While there was speculation that the 35-year-old’s public confession could have had some compensatory effect on his punishment, the ECB decision made it clear that Vincent will never be able to coach, advise or even conduct lessons for children in his chosen sport.
Vincent accepted his fate, saying in his statement: ‘It is entirely my fault that I’ll never be able to stand in front of a game again. It’s entirely my fault that I will not be able to apply my skills in a positive way to help future cricketers, but it is entirely possible that I can use this moment to convince others not to be tempted by wrongdoing’.
In his bare and seemingly heartfelt confession, Vincent gave cricket a fulcrum for the necessary learning and growing conversations around the impacts of corruption.
English cricketer Stuart Broad, in commenting on Vincent’s case, noted that there was no longer an excuse for naivety.
‘We sit through the most boring of lectures saying “watch out for this” or “watch out for that” and are given helplines and all that sort of thing ... if you get a life ban from cricket then what on earth are you going to do with your life? That might make you think twice about doing something silly.’
Some commentators noted the unusual nature of Vincent’s statement, in which he did not attempt to explain or justify his actions, or publicly point fingers.
Vincent’s statement was a model for how to humbly own up to wrongdoings and to be accountable, without the all-too-frequent justification and defence of actions and motives we hear from others involved in sport.
In his statement he also acknowledged that the sport’s own mechanisms had helped him come forward, in particular the International Cricket Council’s Anti Corruption and Security Unit (ACSU), which Vincent said provided help and support for all players and ‘has helped me a great deal’.
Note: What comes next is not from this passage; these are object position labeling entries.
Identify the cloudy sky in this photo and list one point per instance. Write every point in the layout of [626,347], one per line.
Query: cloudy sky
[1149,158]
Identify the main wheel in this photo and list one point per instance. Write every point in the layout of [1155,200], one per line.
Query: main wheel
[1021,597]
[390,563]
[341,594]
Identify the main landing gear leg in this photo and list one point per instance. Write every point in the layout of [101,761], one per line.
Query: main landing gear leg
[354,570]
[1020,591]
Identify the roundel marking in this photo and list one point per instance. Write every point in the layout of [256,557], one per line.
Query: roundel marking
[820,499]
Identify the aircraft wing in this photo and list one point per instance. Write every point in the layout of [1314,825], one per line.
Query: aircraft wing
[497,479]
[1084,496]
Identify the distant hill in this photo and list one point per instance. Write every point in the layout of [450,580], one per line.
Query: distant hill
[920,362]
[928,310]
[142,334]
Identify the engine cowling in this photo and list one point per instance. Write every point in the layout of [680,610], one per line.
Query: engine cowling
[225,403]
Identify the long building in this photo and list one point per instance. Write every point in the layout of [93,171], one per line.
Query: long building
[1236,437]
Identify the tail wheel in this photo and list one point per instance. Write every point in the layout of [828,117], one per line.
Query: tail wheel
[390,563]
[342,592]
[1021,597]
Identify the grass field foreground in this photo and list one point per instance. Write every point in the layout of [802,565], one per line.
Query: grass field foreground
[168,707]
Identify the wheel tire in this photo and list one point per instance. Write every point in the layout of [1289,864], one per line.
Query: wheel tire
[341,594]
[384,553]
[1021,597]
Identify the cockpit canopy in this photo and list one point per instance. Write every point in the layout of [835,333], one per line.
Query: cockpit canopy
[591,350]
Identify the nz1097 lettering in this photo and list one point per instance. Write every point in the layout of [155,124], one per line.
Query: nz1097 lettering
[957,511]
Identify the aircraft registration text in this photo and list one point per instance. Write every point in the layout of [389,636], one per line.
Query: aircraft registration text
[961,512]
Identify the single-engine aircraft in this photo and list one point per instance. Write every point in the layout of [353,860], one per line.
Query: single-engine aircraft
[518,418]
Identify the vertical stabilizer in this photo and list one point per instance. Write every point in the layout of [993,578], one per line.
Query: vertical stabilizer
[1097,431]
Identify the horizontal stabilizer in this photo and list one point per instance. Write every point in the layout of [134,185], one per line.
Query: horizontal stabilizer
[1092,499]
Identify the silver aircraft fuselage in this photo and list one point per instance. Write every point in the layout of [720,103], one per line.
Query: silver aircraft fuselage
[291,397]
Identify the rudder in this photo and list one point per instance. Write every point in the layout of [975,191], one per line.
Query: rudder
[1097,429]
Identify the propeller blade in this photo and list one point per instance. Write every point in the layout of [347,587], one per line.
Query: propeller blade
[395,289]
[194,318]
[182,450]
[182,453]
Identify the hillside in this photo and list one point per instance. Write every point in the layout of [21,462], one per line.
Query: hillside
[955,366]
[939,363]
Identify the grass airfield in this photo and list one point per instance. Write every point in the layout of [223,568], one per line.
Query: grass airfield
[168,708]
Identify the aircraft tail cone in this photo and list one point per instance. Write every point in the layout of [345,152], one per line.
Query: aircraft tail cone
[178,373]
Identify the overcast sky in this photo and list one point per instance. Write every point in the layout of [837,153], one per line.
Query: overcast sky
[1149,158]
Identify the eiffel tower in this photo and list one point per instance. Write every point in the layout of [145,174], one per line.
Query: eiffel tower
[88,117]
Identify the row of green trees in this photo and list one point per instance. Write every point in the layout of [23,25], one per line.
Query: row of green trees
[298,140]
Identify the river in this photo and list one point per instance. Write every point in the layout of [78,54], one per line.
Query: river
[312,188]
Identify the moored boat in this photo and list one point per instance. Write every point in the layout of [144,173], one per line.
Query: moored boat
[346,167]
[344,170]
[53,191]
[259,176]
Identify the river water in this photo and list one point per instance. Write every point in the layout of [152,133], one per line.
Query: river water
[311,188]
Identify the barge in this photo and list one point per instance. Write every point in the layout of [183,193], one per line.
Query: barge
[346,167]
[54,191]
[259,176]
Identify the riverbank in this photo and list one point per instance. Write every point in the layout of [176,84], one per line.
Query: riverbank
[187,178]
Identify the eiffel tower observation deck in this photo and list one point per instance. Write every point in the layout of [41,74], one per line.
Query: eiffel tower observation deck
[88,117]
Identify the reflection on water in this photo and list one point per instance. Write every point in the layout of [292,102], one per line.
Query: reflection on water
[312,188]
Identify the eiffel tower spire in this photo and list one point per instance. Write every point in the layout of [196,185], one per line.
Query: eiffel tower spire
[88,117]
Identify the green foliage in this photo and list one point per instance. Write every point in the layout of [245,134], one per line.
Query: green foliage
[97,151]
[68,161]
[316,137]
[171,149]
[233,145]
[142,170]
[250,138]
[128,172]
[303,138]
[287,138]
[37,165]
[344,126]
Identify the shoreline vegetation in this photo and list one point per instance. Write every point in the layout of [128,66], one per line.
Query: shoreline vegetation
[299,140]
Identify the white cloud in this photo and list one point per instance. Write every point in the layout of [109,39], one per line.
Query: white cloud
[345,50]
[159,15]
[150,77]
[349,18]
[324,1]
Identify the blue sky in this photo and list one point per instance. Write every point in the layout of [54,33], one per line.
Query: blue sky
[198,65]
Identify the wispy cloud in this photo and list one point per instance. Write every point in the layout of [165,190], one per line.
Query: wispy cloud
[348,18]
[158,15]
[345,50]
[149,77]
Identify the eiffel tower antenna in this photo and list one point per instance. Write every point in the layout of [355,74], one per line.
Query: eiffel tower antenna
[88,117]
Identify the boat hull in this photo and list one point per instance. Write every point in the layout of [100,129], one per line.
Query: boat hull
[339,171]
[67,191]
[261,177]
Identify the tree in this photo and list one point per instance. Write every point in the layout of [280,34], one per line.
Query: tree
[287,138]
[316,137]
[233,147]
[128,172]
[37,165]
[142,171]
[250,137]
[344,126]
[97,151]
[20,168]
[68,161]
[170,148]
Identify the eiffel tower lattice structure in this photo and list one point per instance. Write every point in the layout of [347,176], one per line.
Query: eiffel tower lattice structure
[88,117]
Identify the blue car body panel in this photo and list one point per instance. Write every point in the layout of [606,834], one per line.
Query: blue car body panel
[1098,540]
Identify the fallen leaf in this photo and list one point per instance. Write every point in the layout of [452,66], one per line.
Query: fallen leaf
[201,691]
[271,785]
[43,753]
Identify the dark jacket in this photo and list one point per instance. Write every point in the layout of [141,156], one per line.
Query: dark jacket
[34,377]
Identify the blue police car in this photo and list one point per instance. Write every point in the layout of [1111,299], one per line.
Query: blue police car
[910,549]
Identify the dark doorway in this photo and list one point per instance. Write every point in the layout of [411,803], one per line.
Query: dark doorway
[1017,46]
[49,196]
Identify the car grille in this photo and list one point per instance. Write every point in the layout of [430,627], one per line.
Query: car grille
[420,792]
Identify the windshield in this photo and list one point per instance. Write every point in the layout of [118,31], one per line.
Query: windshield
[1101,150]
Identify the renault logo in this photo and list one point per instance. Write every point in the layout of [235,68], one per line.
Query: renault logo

In making his statement public and cooperating with authorities, Vincent has also stopped the sport and cricketing media from getting bogged down in speculation around his case, allowing cricket to move on and focus its resources and attention on other investigations.
Finally, Vincent’s example has also provided a wake-up call for players on their responsibilities to the sport. As he says:
‘For sport to prosper it is up to players to police the game, because they are the ones that will ultimately lose out and allow themselves to be used as pawns to make money.'
‘No one should ever be put in a position and no one should ever allow themselves to forget what sport is about and let money rule their decisions. The decisions I made were wrong. Players must be better than that; above reproach, for the fans, for the sport.’